# Speaker rot, what causes it?



## tonyvdb (Sep 5, 2007)

Ive been seeing several people on forums comment about the speaker rubber surrounds rotting and needing replacement. Why is this and is it due to high humidity climates? I have speakers that are almost 18 years old that still have shown no sign of the so called rot problem.


----------



## ironglen (Mar 4, 2009)

Excellent question Tony- I've been shying away from foam surrounds as they seemed to deteriorate really fast (in a few years sometimes) when I lived on the Gulf coast (TX). Now, you said people are having rubber surround breakdown, hmm...hope someone has the answer:waiting:


----------



## drdoan (Aug 30, 2006)

When you think about it, foam is mostly air, whereas rubber is relatively solid. The rubber will have more stuff to rot away, therefore, will take longer to do so. But, there are probably many other factors involved. One will be more susceptible to oxidation than the other, etc. Besides, a rotted surround is a great way to convince someone to upgrade! Dennis


----------



## dgilme (Apr 1, 2009)

Not changing your socks after humping all day through the jungle and streams! Always bring dry socks.

Seriously though, modern foam and rubber surrounds have coatings that help prevent or at least delay this break down quite a bit.


----------



## tonyvdb (Sep 5, 2007)

I dont understand why speaker manufacturers would even make a speaker using foam surrounds I've read that it breaks down so fast in some climates that it needs replacement within as little as 5 years. Now I'm hearing reports that the rubber surround will also break down in some instances.


----------



## sparky77 (Feb 22, 2008)

From the little bit of research I've done, it seems to be mostly due to exposure to sunlight, high temperatures, and ozone.


----------



## lcaillo (May 2, 2006)

My understanding is that it is due to a fungus. 

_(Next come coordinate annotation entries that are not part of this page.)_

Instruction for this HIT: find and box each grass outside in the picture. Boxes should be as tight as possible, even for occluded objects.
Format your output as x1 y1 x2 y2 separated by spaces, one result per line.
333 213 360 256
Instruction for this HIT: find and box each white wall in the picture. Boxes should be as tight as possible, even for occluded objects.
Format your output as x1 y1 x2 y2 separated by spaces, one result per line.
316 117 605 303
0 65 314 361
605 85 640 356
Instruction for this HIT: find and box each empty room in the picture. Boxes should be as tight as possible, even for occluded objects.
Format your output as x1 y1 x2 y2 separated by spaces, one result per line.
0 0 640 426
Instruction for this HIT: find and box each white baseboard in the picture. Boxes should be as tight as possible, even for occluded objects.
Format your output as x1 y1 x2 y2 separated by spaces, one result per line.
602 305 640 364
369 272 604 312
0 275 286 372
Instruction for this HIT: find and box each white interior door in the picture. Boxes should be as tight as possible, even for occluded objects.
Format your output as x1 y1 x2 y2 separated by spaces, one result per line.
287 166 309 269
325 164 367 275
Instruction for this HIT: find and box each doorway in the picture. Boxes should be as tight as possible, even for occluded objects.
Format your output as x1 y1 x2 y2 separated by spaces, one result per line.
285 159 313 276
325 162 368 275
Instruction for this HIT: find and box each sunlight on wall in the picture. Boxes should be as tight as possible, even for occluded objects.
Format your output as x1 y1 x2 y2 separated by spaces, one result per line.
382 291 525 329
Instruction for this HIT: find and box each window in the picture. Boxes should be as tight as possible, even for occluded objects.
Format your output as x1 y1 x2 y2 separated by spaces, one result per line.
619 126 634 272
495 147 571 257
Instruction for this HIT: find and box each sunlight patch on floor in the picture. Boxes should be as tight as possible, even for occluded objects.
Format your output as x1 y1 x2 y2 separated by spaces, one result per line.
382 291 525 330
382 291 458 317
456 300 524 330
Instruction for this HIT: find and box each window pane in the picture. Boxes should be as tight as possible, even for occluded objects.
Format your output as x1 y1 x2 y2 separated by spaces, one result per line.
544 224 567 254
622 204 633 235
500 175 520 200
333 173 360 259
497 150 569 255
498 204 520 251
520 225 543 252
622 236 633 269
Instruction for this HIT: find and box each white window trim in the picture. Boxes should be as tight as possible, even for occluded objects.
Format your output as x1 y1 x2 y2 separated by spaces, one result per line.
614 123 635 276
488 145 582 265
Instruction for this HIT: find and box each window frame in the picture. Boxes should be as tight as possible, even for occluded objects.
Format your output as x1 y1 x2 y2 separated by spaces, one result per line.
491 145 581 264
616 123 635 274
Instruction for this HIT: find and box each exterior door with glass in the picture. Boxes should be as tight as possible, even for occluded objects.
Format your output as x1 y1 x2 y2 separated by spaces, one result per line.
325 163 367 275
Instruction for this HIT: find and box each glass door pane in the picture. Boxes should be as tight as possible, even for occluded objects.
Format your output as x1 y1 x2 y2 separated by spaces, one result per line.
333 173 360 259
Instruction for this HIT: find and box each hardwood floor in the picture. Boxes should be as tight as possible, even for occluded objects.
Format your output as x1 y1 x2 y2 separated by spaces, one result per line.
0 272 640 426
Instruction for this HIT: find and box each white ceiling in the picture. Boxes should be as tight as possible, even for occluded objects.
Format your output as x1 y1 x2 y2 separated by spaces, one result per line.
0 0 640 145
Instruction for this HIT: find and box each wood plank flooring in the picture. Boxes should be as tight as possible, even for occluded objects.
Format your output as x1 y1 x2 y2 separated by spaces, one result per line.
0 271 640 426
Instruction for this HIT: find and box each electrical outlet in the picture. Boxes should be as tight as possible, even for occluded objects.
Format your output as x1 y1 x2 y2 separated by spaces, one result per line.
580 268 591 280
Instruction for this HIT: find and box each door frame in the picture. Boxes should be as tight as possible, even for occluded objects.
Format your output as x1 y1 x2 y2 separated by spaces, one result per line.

I suspect that the largest reason for using foam has been to lower costs. It may be lighter as well, and some foam surrounds seem to be more compliant than rubber.


----------



## robbo266317 (Sep 22, 2008)

The ones I've seen looked like they were shredded by very sharp claws. :doh:
I have since invested in rubber surround drivers and steel speaker grills.


----------



## Bob_99 (May 8, 2006)

Assuming the speaker is not in a harsh environment (overly humid or lots of smokers), foams and rubbers will age like everything else and dependent on the chemical process, some will do so sooner than later. Even manufacturers that are careful will occasionally have a bad batch (probably the Friday afternoon syndrome).

Bob


----------



## Ricci (May 23, 2007)

In some cases the drivers being asked to produce particularily bad music may cause it.:R


----------



## Bob_99 (May 8, 2006)

Without doubt ...

:laugh:


----------



## evac31111 (Apr 4, 2009)

I'm glad this is not a problem for most of us-this hobby is expensive enough as it is!


----------



## the_rookie (Sep 30, 2008)

I third the bad music one. 

but on a serious not, i think some reasons for it is, isnt foam a gasoline based product? So doesnt it dry out more over time. Next, we have the reason of things just wear down over time. Third, when its exposed to constand motion, although not always extreme or continous, it does move. So we have it slowly drying, getting time wear, and expansion and contration wear, I think all of it combined it just causes it to lose its integrity, and cracks and falls apart, becoming brittle.


----------